Mom continues to fade like a vase filled with pale pink roses that you got from a favorite suitor two weeks ago. They really don't look that great, but you're not ready to toss them out yet. Her voice grows fainter and she sleeps more. When she is awake she will occasionally "yell" at me to "go home"! Today we added soft music via a CD player and my husband's mini-speakers. That kind of worked, but it was in competition with Drew Carey and "The Price Is Right" which blared from Ana's television. It didn't matter to Mom, so I didn't care much either. Then the chaplain from hospice came by. When we finished discussing the differences between the Catholic and Protestant churches we finally got around to including Mom in a prayer and she did her best to chime in where she could. I've met him several times before, but I got his name wrong again. In fact, I'm doing that fairly consistently lately. It might have something to do with getting up at four o'clock in the morning with my mind whirling like the Tasmanian Devil from the old Warner Brothers cartoons. There is no comfortable spot for my soul to "perch" these days.

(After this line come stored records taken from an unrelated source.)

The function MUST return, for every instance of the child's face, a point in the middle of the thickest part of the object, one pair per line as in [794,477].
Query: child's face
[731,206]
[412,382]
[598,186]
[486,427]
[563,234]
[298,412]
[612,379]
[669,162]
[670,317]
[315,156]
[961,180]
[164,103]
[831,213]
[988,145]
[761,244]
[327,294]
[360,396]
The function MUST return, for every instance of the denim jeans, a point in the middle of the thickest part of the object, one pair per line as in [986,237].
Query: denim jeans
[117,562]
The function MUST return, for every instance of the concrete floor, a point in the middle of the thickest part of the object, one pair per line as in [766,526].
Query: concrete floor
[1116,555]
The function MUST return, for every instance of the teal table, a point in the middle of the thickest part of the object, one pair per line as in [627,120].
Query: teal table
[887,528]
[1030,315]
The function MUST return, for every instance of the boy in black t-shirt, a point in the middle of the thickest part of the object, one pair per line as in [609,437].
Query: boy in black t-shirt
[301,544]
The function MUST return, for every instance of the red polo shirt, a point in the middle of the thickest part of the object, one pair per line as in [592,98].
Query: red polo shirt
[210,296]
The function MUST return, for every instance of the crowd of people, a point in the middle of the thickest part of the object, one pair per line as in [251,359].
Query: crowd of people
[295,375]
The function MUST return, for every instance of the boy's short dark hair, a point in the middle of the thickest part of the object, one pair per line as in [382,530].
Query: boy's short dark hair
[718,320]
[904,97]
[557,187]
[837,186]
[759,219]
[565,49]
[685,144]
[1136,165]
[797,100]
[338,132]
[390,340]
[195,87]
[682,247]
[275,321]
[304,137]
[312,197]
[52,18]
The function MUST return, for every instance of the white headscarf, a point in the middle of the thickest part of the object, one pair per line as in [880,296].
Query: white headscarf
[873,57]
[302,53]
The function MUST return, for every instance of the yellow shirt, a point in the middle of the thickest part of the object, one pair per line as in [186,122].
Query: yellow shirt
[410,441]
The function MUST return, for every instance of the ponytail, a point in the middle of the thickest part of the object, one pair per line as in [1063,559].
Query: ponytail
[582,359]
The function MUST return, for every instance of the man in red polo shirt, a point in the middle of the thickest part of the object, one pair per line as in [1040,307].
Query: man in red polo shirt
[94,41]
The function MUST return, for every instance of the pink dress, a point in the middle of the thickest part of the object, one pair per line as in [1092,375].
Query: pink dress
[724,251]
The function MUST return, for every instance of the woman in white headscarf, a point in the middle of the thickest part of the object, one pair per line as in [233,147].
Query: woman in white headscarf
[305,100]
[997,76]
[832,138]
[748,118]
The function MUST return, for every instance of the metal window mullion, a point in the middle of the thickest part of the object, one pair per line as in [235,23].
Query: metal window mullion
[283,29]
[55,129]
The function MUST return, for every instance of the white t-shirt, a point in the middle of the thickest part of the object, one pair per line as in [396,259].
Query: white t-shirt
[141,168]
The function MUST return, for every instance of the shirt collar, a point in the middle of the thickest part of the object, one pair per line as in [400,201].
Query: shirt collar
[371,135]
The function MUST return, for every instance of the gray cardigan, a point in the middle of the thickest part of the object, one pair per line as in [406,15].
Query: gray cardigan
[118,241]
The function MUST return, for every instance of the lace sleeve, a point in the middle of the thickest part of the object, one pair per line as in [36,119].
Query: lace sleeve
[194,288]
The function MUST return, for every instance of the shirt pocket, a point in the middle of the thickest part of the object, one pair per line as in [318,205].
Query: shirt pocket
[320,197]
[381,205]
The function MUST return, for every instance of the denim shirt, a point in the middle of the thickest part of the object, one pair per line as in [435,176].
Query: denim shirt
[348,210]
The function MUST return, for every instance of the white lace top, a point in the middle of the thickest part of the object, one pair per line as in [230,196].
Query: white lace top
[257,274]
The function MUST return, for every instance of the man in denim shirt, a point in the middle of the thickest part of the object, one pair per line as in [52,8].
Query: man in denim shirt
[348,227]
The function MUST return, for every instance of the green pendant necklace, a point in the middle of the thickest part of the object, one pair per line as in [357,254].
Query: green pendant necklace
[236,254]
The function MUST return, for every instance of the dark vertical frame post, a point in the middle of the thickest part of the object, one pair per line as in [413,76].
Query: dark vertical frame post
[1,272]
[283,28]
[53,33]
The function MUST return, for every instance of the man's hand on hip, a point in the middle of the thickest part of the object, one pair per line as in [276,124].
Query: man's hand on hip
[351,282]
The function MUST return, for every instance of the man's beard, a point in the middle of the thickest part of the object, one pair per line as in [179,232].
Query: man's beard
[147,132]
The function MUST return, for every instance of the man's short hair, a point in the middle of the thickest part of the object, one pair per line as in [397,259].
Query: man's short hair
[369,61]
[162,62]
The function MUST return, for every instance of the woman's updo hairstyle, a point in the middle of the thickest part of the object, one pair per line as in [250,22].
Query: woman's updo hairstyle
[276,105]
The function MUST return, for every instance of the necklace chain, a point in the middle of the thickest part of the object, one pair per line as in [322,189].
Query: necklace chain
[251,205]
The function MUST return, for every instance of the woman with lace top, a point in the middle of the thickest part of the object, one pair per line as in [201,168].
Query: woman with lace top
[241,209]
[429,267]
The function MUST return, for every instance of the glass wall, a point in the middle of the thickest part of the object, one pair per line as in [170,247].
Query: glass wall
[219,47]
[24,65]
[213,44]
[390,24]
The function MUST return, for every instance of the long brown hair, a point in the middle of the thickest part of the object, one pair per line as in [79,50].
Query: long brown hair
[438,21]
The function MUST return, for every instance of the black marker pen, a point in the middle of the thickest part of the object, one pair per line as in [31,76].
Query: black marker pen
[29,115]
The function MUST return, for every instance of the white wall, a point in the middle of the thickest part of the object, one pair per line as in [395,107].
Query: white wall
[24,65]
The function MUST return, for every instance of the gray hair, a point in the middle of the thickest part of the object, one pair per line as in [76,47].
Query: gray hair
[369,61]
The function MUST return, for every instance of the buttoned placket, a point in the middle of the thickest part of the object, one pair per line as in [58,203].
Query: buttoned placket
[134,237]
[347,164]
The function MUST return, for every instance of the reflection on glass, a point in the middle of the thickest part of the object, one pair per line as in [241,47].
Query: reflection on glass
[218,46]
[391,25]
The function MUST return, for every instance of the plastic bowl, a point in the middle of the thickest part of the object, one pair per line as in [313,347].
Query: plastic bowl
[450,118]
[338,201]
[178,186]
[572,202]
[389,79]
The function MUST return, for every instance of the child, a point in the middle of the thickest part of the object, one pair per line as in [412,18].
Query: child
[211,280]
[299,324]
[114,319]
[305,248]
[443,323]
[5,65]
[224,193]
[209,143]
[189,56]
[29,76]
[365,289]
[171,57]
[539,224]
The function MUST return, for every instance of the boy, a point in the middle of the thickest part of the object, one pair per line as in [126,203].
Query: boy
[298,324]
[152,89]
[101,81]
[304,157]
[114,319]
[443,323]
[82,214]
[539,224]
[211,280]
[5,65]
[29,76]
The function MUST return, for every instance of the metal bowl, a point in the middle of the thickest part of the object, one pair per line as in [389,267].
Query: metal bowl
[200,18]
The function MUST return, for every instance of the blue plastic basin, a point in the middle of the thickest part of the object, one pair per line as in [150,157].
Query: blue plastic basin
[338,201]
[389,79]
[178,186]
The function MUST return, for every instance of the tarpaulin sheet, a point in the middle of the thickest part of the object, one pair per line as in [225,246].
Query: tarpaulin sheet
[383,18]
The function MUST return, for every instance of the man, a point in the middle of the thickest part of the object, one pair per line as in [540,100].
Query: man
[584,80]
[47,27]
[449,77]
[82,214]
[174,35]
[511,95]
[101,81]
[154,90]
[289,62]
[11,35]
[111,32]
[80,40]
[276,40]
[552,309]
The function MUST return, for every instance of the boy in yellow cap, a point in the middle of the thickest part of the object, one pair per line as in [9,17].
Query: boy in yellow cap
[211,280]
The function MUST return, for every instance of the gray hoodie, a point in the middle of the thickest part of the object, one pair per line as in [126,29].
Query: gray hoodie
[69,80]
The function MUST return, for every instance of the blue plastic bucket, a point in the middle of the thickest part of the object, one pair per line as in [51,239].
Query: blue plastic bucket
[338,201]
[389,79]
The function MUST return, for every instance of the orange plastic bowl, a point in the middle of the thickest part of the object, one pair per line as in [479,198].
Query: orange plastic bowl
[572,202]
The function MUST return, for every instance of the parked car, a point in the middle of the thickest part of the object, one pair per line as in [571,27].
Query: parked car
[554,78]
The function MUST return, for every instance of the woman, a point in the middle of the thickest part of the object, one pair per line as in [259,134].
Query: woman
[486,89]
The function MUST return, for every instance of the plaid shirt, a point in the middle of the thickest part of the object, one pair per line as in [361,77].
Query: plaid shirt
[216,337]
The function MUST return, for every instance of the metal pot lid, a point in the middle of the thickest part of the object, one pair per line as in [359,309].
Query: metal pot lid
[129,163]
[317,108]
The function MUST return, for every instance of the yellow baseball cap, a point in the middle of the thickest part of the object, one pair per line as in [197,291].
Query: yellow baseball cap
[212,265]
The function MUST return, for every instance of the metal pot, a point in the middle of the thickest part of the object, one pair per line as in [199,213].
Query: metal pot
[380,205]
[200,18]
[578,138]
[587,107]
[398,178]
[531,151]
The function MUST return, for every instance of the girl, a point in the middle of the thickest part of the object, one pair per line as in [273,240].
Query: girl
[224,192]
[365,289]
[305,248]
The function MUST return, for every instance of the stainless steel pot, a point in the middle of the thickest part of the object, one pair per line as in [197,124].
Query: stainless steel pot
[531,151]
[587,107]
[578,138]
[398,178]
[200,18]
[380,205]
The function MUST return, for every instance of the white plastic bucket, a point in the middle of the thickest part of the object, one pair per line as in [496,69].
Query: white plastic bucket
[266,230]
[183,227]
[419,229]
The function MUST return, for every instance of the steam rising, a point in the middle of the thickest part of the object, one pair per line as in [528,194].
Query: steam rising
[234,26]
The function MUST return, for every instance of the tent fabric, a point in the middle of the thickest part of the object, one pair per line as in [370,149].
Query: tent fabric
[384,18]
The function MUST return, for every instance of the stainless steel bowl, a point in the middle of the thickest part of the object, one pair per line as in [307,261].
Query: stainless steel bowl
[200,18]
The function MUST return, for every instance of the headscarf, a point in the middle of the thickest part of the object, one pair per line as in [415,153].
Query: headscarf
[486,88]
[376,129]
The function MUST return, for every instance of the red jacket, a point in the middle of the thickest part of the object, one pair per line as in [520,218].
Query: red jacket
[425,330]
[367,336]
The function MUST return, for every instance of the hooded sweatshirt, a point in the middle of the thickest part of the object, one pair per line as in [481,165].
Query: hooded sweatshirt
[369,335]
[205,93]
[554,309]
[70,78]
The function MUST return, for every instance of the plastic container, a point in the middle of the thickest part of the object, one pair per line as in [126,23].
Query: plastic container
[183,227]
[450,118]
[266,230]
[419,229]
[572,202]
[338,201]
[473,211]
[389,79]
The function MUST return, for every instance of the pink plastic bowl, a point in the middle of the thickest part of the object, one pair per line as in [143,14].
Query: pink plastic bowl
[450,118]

Flanagan would know what to say to anchor me, but he joined the Advance Team and is there already. His daughter assures me he will be there to welcome Mom with open arms when she arrives, and I believe that. I hope he doesn't spill any of my best secrets. It's nice to think I still have one or two.
I sit, hold her hand and think. Sometimes I sing softly. It feels sacramental to be present at the end of a life, especially the life of one's mother. Mostly I find myself searching the thesaurus of my brain for new words for "exhausted".